Iran raises voice as S. Korea can lose billions in investments

June 29, 2012 | Asia, Government & Regulations

Iran_oil_sanctionsIran seriously change its relationship with South Korea, if the country continues to follow the sanctions imposed on the Islamic Republic, Iran’s ambassador to South Korea Ahmad Masumifar said, IRNA reported.

South Korea said on Monday it would halt imports of Iranian crude from July 1 due to a European Union ban on insuring tankers carrying Iranian oil, becoming the first major Asian consumer of Iranian crude to announce suspension of imports.

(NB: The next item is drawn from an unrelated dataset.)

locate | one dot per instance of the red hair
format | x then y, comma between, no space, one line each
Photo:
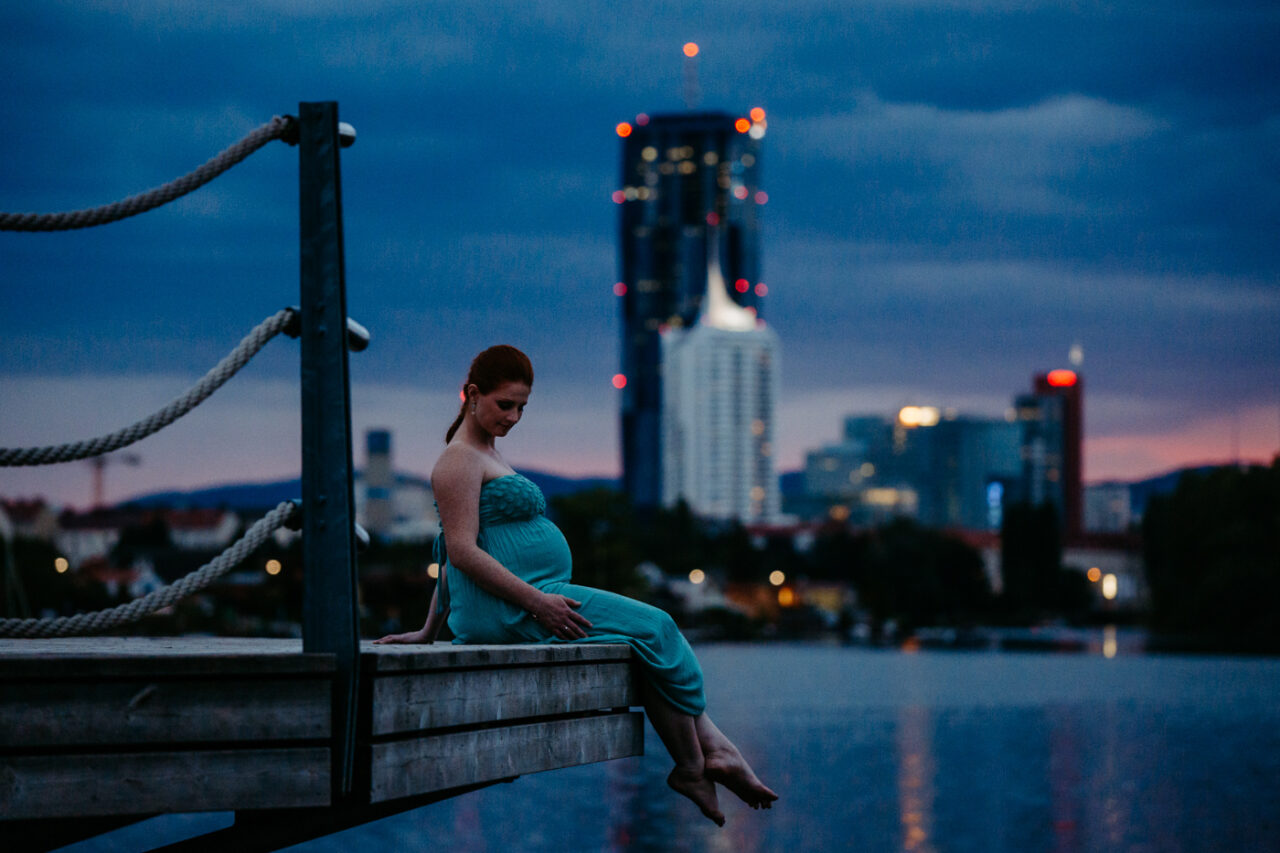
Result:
492,368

South Korea, the world’s fourth largest buyer of Iranian crude, has said it had no plan to provide state guarantee like Japan to continue its imports and the economy ministry has said it had already secured most of its replacement oil from Iraq, Kuwait, Qatar and the United Arab Emirates.

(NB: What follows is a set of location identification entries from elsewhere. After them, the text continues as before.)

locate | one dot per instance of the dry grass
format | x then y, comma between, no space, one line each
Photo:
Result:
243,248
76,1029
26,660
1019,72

Ambassador Masumifar warned that import of Korean companies’ goods in Iran can be stopped completely if the oil exports from Iran are stopped.

Last year trade turnover between Iran and South Korea reached approximately $10 billion.

Such companies as LG, Samsung, Hyundai, Hanjyn, Daewoo Shipbuilding can suffer a lot because of the billions-worth investments made in Iran.

Iranian Oil Minister Rostam Qasemi warned South Korea on Thursday that Tehran would reconsider ties with Seoul if the country stopped importing oil from Iran, the official IRNA news agency reported.

The United States earlier this month extended exemptions from its sanctions on Iran’s oil trade to seven more countries including South Korea.

Asia’s top buyers of Iranian oil have cut imports by more than a quarter of a million barrels per day in the first five months of the year as they prepared for U.S. sanctions that take effect on Thursday and the curbs to be imposed by the EU.